Toy Story 4 (Josh Cooley)

Toy Story 4 would have to do a lot to justify its existence after the perfect finality of Toy Story 3, and if it doesn’t, it’s at least a fun, lively, sufficiently thoughtful use of two hours. There’s something poetic as well as merchandisable in its view of mundane objects animated by emotional fetishism. And this time around, the franchise’s running metaphor of facing up to change feels aimed at adult issues more than children’s. But fatigue, dispersion, and dramatic wonkiness have set in when the new finality is both the series’ most drastic and its least convincing. Not that you can fully trust them to stick to finality, now or ever.




Greta (Neil Jordan)

Guilty pleasure? If your reason for doubling back and renting a movie is to see Isabelle Huppert as a psychotic manipulative bitch-queen, you have nothing to feel guilty about. What’s guilty is psychodrama with such laziness towards both psychology and drama: too bland to be camp, too silly to be anything else, and utterly reliant on hack thriller stings. Porting Madame Huppert’s appeal to the American multiplex is a nobly fiendish idea, but she seems shockingly adrift in a role tailor-made for her. But then, so does everyone else. And the line “I’m like chewing gum” is the definitely least spine-tingling stalker threat in many a moon.




Domino (Brian De Palma)

A test: how many virtues can a movie lack and still have auteurism draw you in? Domino is by no means a successful film. In fact, of the twenty-plus De Palma films I’ve seen, I’d venture this is his worst. The cast looks undirected. The leads need more charisma. The story has holes punched out. The geopolitical context feels tacky. And the staging can be awkward, sluggish, or downright careless, which is odd, because even when he’s not winning over critics with tastefulness or coherence, De Palma can usually be relied on for brilliantly orchestrated set-pieces. But if it doesn’t deserve blanket defense from the faithful, it doesn’t deserve knives out either—and certainly not any of the despondent cinephiles wishing for retirement. Instead, look at the De Palma staples and the way they’ve shifted in the 21st century: the technocratic voyeurism, the games with an audience’s sympathy, and the reawakened leftist concerns of an unreconstructed baby-boomer. After a troubled production, Domino essentially went straight to video, and I can’t imagine that the original cut, reportedly about an hour longer, would fix it. But I’ve returned to it in my mind a lot more than a great many more polished and sensible new releases. Which means I failed the test—or passed, as the case may be.

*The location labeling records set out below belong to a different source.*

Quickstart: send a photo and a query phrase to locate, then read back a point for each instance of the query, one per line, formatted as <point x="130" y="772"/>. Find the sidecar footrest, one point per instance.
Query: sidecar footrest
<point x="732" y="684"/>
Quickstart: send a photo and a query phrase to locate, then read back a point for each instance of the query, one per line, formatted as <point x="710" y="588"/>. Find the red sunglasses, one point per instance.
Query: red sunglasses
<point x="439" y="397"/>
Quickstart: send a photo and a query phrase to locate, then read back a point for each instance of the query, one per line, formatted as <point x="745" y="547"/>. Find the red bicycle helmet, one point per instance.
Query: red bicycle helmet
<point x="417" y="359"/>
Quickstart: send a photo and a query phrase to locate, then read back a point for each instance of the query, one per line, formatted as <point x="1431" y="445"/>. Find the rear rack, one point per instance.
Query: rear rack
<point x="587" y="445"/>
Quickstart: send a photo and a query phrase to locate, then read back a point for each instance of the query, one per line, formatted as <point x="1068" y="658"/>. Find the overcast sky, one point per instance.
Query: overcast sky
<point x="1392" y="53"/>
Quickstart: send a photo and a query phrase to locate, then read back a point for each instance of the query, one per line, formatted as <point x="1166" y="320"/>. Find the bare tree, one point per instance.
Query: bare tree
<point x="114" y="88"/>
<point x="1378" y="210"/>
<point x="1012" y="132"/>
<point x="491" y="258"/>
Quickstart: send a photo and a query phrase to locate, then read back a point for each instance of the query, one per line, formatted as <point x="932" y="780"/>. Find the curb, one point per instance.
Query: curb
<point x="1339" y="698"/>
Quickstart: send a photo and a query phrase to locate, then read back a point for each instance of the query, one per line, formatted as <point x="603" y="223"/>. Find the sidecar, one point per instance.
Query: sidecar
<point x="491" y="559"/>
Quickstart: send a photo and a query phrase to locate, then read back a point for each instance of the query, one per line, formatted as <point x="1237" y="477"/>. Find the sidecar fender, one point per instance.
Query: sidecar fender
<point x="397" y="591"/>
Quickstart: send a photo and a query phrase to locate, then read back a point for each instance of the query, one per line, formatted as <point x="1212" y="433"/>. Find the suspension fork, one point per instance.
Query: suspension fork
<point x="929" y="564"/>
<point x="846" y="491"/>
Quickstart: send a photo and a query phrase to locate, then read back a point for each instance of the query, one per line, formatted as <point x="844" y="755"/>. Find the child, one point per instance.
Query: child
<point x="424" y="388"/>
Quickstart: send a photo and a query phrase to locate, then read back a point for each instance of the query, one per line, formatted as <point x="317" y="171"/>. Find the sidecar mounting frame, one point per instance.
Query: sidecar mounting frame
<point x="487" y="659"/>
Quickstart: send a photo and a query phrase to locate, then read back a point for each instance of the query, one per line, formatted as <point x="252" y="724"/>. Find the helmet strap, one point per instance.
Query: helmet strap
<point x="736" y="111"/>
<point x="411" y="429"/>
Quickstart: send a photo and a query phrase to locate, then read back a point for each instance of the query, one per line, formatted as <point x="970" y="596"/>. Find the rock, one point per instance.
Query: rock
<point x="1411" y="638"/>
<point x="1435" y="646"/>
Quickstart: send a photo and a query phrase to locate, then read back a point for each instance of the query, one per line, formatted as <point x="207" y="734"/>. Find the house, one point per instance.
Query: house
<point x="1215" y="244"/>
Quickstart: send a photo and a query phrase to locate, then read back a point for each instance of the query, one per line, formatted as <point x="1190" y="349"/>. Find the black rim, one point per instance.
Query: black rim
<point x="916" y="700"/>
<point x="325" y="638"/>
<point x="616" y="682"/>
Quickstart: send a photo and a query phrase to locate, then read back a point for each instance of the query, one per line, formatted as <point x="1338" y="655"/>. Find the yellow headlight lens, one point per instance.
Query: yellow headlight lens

Once Upon a Time…in Hollywood (Quentin Tarantino)

A wealth of potential meaning(s) here, in spite of the shambling structure. It makes sense that Tarantino’s latest spawned a hot summer’s worth of hot takes, since it’s nothing if not two hours and forty minutes of thinkpiece material; you could say “problematic”, “tender”, “reactionary”, “indulgent”, “self-aware”, or “but then again…” depending on what you focus on and for how long. In addition to a western about westerns and a nostalgia piece about nostalgia, it’s an attempt to answer a question: how do you do a love letter to a town and an industry with so much to be cynical about? The film’s details are emotionally attuned to what Hollywood gives and takes from its inhabitants, what it offers its fans and requires them to believe. The mode may mutate. John Wayne will give way to Clint Eastwood. Movies like Valley of the Dolls will fall into style and then out of it. Innumerable bits of pop arcana will be forgotten by everyone except insiders and obsessives. But Hollywood will always be here, beautiful and ugly. Did Tarantino grow up? Never. But even people who don’t grow up can’t help but grow old.